Sentence—Sentence of one year’s imprisonment for unnatural offence contrary to section 171 (b) of the Criminal Code, Cap. 154—Offence a social evil—Sentence rather on the lenient side—Appeal against sentence dismissed.

Criminal law—Unnatural offence—The Criminal Code, Cap. 154 section 171(b)—Conviction and sentence—This kind of offence a social evil; a habit which tends to undermine morality and considered by the community as a moral and physical stigma—See, also, hereabove.

Unnatural offence—Contrary to section 17 1(b) of the Criminal Code—See hereabove.

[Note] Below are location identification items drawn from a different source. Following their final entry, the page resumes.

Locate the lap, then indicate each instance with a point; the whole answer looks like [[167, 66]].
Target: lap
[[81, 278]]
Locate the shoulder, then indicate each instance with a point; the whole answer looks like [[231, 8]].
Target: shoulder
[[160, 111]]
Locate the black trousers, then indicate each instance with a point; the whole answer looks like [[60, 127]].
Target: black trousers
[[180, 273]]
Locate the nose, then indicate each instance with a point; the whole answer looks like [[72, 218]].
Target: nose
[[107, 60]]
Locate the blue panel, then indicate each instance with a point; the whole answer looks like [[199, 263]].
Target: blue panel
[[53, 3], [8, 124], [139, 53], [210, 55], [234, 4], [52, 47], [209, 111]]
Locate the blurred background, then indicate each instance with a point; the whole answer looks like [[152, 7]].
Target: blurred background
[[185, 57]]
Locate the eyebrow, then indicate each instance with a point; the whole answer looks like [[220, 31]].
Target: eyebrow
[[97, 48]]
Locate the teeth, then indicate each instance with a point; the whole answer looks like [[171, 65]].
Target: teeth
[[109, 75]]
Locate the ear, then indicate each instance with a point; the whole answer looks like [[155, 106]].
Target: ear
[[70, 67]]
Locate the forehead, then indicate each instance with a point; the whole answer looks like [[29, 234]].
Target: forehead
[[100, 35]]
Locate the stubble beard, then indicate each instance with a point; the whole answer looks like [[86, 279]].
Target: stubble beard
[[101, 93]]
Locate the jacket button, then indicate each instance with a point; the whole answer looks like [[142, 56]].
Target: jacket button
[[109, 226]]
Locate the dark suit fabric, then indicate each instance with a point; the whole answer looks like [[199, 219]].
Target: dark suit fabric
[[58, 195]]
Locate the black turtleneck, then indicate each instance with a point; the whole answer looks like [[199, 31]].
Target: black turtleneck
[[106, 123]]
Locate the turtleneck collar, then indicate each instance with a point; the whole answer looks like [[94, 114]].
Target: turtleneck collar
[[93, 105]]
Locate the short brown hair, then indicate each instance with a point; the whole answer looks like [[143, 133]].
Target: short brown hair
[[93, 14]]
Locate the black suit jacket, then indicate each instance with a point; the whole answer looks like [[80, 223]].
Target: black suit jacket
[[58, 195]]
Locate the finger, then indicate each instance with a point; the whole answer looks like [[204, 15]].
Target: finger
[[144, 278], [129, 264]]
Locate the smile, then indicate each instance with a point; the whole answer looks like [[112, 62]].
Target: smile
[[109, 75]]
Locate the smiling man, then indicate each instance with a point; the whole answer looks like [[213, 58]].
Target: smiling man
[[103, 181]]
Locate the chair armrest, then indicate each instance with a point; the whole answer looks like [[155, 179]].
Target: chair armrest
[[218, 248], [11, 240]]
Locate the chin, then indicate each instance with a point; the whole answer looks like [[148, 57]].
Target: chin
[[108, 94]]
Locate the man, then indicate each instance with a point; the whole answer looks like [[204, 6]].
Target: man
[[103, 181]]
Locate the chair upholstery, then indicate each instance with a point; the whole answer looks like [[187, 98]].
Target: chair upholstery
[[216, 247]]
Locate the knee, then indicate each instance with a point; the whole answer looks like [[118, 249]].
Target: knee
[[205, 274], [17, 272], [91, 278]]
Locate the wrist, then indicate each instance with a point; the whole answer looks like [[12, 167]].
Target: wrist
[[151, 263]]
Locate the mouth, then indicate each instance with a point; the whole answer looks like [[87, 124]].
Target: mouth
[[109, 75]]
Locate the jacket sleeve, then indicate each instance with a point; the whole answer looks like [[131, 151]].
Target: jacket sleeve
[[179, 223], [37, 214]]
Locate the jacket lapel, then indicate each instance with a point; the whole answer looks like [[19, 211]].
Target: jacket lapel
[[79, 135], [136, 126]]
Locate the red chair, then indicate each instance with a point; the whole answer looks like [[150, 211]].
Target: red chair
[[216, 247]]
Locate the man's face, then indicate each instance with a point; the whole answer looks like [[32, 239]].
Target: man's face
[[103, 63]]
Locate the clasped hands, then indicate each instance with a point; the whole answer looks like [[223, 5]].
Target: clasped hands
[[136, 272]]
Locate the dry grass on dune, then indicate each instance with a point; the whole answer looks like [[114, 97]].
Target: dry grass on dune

The appellant was convicted in the District Court of Famagusta of the sexual offence in section 171(b) of the Criminal Code, Cap. 154; and was sentenced to twelve months’ imprisonment. He appeals both against conviction and sentence.

The main complaint against conviction is that the trial Judge acted on the evidence of the accomplice (the other male involved in the commission of the offence) which the Judge accepted in preference to that of the appellant, notwithstanding the absence of corroboration.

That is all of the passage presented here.